Tax-deferred retirement accounts give savers an important advantage. Typically when you sell stocks or other investments, you have to pay taxes on any gains. But with a 401(k) and traditional IRA, you don’t pay taxes on any investment gains — or your contributions — until you withdraw your money (usually once you reach retirement age). This means more money has the chance to grow over time. Plus, you reduce your taxable income, which can cut down on what you owe come tax season.

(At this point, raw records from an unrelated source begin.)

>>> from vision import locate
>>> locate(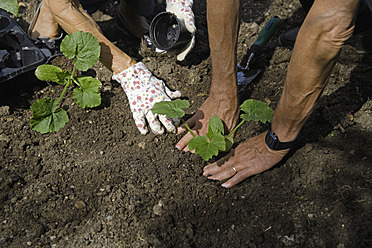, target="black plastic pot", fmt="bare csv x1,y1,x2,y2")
149,12,192,51
0,8,48,83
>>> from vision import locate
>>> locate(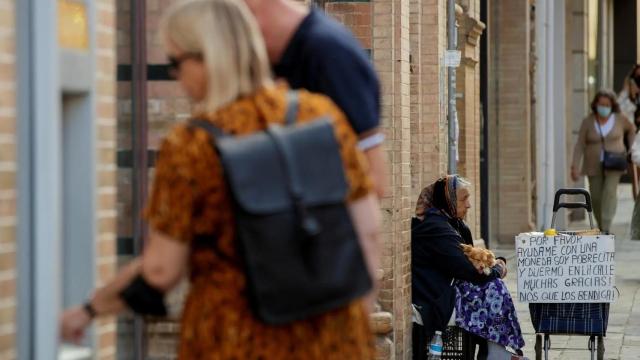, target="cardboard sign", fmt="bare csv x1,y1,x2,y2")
515,233,616,303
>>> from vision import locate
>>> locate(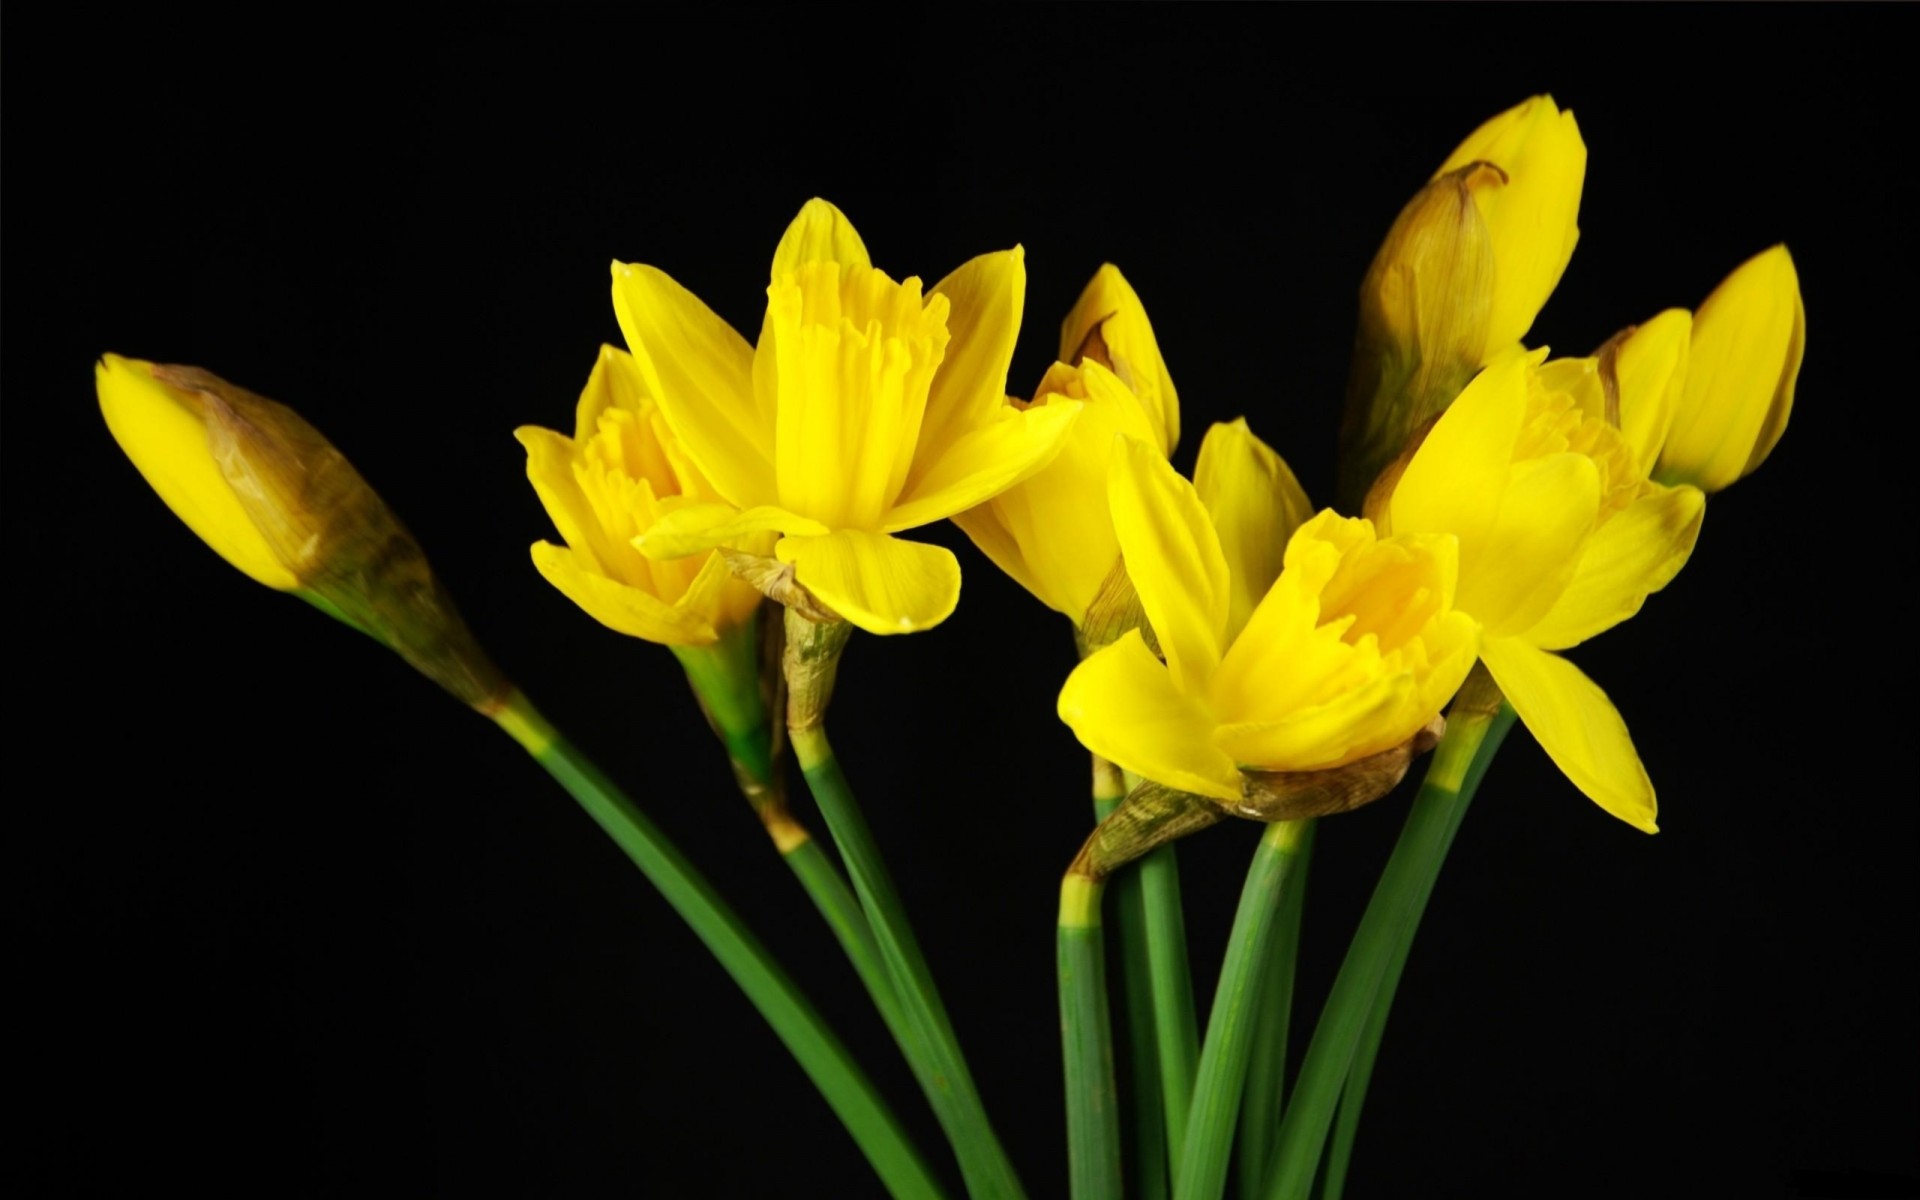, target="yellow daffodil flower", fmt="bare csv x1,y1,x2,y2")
1341,95,1587,507
99,353,303,591
1435,94,1587,362
517,345,764,647
955,266,1222,631
615,199,1081,635
97,354,505,706
1653,245,1806,493
1059,436,1477,801
1376,353,1707,832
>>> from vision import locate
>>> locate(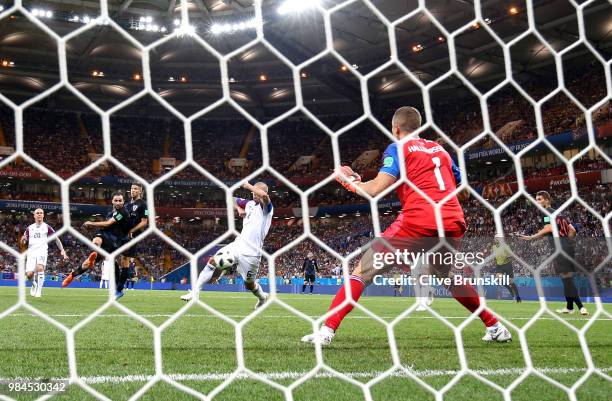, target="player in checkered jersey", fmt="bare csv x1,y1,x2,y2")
519,191,588,316
20,208,68,298
301,106,511,345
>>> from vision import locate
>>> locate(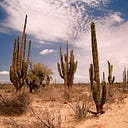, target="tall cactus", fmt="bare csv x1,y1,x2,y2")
89,22,106,114
57,41,77,89
107,61,115,96
123,67,127,85
10,15,31,92
107,61,115,84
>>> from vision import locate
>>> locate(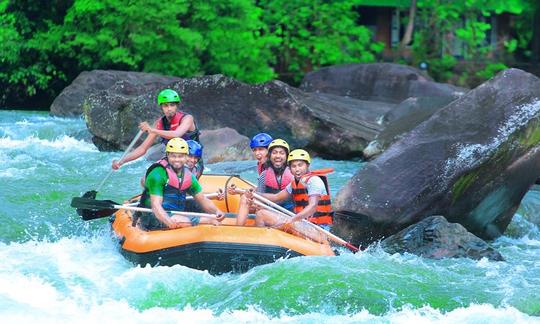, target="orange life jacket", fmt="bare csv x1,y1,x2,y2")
290,168,334,225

If you can swing it, the best way to capitalize on the tax advantages of these types of accounts is to contribute as much as the IRS allows. For 2025, the limit on 401(k) contributions is going up to $23,500 — $500 more than this year — while the cap on IRAs will continue to be $7,000, the IRS announced earlier this month.
Now, a $500 increase in the IRS limit (which is fairly typical for recent years) may not seem like a lot, but even a modest amount can have a surprising impact. If you invested $20,000 today and let it sit untouched, 20 years from now you’d have $128,564, assuming the average annual stock market return of 9.75%. But if you contributed just an additional $500 in each of those 20 years, you’d bring that total to about $156,000.
So what? Tax-advantaged savings accounts can make a huge difference in reaching your retirement savings goals, even if contributing the maximum isn’t realistic for your budget. (If that’s you, you’re not alone: Last year, only 14% of Americans maxed out their 401(k)s, according to Vanguard.) Every dollar you stash away has the potential for future growth, so do what you can.